- Epic narratives of the Green Revolution in Brazil, China, and India. Symbols, heroes, heritage-making and we-will-do-it-even-better-next-time in the service of self-preservation and self-assertion. But, as we shall see below, not everything needs to be an epic success to be interesting, and useful.
- Using landscape genomics to infer genomic regions involved in environmental adaptation of soybean genebank accessions. Analysis of USDA collection shows that many haplotypes associated with high-latitude cold tolerance in China are still absent from modern American and European cultivars.
- Phenotypic evolution of the wild progenitor of cultivated barley (Hordeum vulgare L. subsp. spontaneum (K. Koch) Thell.) across bioclimatic regions in Jordan. Re-collecting after 23 years shows some loss of phenotypic diversity.
- Decades of Cultivar Development: A Reconciliation of Maize and Bean Breeding Projects and Their Impacts on Food, Nutrition Security, and Income of Smallholder Farmers in Sub-Saharan Africa. Much done, much remains to be done.
- Genetic Trends Estimation in IRRIs Rice Drought Breeding Program and Identification of High Yielding Drought-Tolerant Lines. Progress, but not fast enough.

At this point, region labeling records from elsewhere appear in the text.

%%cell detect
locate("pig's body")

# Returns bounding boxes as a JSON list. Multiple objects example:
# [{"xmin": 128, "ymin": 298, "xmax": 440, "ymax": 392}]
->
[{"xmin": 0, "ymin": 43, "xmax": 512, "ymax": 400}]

- A new method to reconstruct the direction of parent-offspring duo relationships using SNP array data and its demonstration on ancient and modern cultivars in the outcrossing species Malus × domestica. Sometimes it’s difficult to tell which variety is the parent and which the offspring.
- What are the links between tree-based farming and dietary quality for rural households? A review of emerging evidence in low- and middle-income countries. Meta-analysis shows that trees can help with diets, but it depends on a lot of things.
- Genebanks and market participation: evidence from groundnut farmers in Malawi. Improved peanut varieties derived from genebank accessions encourage market participation by farmers through expanding the area under cultivation, but not the amount sold.
- IITA’s genebank, cowpea diversity on farms, and farmers’ welfare in Nigeria. Improved varieties derived from genebank accessions don’t push out landrace diversity and are associated with higher yields and other benefits to farmers.
- The role of CGIAR Germplasm Health Units in averting endemic crop diseases: the example of rice blast in Bangladesh. The IRRI Germplasm Health Unit contributed about 2% to the benefits of the rice blast resistance breeding programme, but that’s a cost:benefit ratio of 112.
- Policy directions in public agricultural research: CGIAR’s public goods mandate and plant genetic resources. There has been too much focus on the “global” bit of “global public goods,” and opportunities have thus apparently been missed. The three papers above would like a word though.
- Landscape complexity and functional groups moderate the effect of diversified farming on biodiversity: A global meta-analysis. Diverse farming systems are better for both agricultural production and biodiversity.
- Breeding future crops to feed the world through de novo domestication. Ah yes, we will do it better this time.